PySpark Column Class | Operators & Functions

pyspark.sql.Column class provides several functions to work with DataFrame to manipulate the Column values, evaluate the boolean expression to filter rows, retrieve a value or part of a value from a DataFrame column, and to work with list, map & struct columns.

1. Create Column Class Object

One of the simplest ways to create a Column class object is by using PySpark lit() SQL function, this takes a literal value and returns a Column object.


from pyspark.sql.functions import lit
colObj = lit("sparkbyexamples.com")

You can also access the Column from DataFrame by multiple ways.

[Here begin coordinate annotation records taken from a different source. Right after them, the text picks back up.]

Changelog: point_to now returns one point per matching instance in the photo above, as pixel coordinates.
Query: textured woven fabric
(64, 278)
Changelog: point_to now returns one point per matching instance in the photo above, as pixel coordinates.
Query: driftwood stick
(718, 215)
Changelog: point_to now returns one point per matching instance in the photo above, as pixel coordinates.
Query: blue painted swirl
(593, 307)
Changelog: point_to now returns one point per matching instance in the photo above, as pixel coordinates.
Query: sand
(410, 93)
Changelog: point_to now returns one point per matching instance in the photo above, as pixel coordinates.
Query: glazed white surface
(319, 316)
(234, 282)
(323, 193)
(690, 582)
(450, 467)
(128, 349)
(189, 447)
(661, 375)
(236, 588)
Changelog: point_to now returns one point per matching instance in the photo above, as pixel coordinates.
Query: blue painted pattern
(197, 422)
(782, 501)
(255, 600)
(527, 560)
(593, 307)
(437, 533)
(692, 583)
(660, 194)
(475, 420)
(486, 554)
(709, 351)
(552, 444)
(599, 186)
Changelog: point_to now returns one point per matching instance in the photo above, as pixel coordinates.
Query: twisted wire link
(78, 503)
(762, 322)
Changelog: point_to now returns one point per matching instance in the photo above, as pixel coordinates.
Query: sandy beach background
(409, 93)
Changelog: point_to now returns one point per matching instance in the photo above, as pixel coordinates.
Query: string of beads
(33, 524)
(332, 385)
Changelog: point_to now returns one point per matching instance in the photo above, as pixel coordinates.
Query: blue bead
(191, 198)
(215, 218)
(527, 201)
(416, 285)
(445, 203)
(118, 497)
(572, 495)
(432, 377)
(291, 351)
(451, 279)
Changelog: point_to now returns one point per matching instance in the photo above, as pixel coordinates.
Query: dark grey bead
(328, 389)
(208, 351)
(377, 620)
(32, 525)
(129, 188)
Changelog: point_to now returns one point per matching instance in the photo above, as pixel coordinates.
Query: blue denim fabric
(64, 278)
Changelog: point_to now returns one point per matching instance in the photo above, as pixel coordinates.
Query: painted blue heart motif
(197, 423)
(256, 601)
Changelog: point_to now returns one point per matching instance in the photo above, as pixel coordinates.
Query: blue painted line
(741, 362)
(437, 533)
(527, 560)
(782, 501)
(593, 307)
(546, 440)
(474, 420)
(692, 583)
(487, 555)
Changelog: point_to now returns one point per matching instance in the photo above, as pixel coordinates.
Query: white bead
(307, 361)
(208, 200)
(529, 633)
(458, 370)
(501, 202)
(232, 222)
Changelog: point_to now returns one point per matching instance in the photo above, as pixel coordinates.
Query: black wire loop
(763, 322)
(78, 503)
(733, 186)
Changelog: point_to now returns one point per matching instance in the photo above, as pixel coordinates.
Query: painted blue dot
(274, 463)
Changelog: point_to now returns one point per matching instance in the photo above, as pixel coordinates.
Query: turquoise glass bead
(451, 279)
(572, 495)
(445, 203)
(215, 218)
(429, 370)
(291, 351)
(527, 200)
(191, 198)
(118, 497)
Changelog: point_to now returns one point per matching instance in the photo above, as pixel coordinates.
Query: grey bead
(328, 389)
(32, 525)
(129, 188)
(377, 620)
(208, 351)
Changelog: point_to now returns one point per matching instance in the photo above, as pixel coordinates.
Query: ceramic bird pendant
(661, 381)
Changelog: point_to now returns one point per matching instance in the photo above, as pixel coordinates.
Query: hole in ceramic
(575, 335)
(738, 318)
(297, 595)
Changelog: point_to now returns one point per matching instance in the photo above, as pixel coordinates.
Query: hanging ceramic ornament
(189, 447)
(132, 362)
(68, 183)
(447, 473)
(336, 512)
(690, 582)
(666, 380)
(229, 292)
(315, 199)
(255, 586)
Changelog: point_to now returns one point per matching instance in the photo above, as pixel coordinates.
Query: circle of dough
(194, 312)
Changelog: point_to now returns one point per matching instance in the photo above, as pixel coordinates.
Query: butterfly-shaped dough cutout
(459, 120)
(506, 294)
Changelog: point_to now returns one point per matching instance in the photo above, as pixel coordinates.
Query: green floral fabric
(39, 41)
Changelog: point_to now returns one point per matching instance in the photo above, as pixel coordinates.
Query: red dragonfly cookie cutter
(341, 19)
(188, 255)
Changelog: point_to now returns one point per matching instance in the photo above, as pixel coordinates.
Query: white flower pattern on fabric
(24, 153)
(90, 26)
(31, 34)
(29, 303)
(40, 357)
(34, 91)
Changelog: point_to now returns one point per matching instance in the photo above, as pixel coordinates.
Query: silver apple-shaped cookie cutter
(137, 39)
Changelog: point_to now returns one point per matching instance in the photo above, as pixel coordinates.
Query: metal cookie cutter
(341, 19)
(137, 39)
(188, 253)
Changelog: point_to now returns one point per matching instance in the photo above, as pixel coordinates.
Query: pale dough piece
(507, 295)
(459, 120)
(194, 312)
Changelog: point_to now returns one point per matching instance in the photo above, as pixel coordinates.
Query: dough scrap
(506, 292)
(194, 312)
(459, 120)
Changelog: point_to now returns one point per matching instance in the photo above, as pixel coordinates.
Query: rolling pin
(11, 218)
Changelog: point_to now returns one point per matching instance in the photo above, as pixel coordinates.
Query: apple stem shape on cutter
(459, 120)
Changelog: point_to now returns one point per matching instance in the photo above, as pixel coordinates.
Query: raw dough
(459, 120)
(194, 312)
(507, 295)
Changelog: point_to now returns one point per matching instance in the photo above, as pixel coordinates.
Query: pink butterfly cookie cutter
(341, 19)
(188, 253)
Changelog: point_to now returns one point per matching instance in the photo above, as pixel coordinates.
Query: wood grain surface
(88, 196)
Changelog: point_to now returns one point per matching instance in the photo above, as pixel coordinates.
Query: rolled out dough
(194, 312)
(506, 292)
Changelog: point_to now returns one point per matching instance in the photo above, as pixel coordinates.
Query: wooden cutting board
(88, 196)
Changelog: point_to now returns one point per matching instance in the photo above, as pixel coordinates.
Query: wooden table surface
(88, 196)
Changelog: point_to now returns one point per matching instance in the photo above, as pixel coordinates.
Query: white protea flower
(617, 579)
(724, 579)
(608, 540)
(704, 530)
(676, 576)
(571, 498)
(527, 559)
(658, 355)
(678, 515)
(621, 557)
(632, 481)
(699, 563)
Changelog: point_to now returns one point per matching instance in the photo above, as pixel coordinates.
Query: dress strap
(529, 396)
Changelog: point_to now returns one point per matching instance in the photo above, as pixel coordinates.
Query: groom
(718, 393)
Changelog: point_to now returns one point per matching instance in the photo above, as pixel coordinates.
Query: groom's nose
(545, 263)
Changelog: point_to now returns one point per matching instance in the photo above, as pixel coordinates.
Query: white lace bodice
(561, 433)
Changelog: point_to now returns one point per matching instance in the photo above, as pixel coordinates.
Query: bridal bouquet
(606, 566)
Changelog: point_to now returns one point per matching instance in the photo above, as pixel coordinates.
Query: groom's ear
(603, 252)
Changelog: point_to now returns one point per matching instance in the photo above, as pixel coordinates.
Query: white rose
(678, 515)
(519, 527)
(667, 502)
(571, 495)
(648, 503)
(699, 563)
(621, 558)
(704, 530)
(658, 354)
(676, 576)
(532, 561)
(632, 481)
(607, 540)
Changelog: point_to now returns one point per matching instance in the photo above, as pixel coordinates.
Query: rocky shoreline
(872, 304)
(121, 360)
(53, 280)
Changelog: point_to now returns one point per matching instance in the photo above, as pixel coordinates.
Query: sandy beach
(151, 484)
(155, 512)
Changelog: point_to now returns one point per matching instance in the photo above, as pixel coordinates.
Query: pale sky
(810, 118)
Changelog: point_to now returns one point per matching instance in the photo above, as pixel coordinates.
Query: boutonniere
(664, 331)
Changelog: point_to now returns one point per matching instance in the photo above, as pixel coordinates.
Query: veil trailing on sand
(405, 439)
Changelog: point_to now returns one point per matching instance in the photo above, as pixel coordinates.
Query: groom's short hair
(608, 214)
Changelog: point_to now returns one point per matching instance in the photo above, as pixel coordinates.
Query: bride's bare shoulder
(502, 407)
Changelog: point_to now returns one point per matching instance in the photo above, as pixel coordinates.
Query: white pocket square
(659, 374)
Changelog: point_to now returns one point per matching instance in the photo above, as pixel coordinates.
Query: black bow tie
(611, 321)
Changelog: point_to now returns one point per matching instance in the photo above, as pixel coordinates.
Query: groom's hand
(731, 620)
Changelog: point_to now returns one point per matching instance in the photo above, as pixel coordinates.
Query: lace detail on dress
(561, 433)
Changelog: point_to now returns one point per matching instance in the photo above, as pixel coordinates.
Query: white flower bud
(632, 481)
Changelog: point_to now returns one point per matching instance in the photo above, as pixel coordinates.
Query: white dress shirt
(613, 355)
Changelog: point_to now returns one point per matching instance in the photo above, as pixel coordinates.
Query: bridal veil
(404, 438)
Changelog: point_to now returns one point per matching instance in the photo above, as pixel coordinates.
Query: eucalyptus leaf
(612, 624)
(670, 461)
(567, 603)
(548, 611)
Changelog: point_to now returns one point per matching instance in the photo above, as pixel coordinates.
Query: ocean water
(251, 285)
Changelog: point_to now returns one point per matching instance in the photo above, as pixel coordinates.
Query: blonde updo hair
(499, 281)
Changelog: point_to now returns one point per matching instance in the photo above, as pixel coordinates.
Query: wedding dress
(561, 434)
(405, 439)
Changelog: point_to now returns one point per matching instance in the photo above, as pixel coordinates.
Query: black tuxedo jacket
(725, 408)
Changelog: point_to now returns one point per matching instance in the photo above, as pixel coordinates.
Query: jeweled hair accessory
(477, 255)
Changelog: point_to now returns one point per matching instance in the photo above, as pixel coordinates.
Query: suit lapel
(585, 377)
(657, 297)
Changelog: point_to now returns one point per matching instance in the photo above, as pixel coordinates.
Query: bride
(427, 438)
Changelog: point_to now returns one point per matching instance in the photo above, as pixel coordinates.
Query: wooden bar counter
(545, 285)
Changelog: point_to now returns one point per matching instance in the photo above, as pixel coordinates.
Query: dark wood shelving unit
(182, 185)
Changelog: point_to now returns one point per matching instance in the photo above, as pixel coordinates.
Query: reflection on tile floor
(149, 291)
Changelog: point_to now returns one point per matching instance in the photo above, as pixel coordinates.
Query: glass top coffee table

data=[("James",23),("Ann",40)]
df=spark.createDataFrame(data).toDF("name.fname","gender")
df.printSchema()
#root
# |-- name.fname: string (nullable = true)
# |-- gender: long (nullable = true)

# Using DataFrame object (df)
df.select(df.gender).show()
df.select(df["gender"]).show()
#Accessing column name with dot (with backticks)
df.select(df["`name.fname`"]).show()

#Using SQL col() function
from pyspark.sql.functions import col
df.select(col("gender")).show()
#Accessing column name with dot (with backticks)
df.select(col("`name.fname`")).show()

Below example demonstrates accessing struct type columns. Here I have use PySpark Row class to create a struct type. Alternatively you can also create it by using PySpark StructType & StructField classes


#Create DataFrame with struct using Row class
from pyspark.sql import Row
data=[Row(name="James",prop=Row(hair="black",eye="blue")),
      Row(name="Ann",prop=Row(hair="grey",eye="black"))]
df=spark.createDataFrame(data)
df.printSchema()
#root
# |-- name: string (nullable = true)
# |-- prop: struct (nullable = true)
# |    |-- hair: string (nullable = true)
# |    |-- eye: string (nullable = true)

#Access struct column
df.select(df.prop.hair).show()
df.select(df["prop.hair"]).show()
df.select(col("prop.hair")).show()

#Access all columns from struct
df.select(col("prop.*")).show()

2. PySpark Column Operators

PySpark column also provides a way to do arithmetic operations on columns using operators.


data=[(100,2,1),(200,3,4),(300,4,4)]
df=spark.createDataFrame(data).toDF("col1","col2","col3")

#Arthmetic operations
df.select(df.col1 + df.col2).show()
df.select(df.col1 - df.col2).show() 
df.select(df.col1 * df.col2).show()
df.select(df.col1 / df.col2).show()
df.select(df.col1 % df.col2).show()

df.select(df.col2 > df.col3).show()
df.select(df.col2 < df.col3).show()
df.select(df.col2 == df.col3).show()

3. PySpark Column Functions

Let’s see some of the most used Column Functions, on below table, I have grouped related functions together to make it easy, click on the link for examples.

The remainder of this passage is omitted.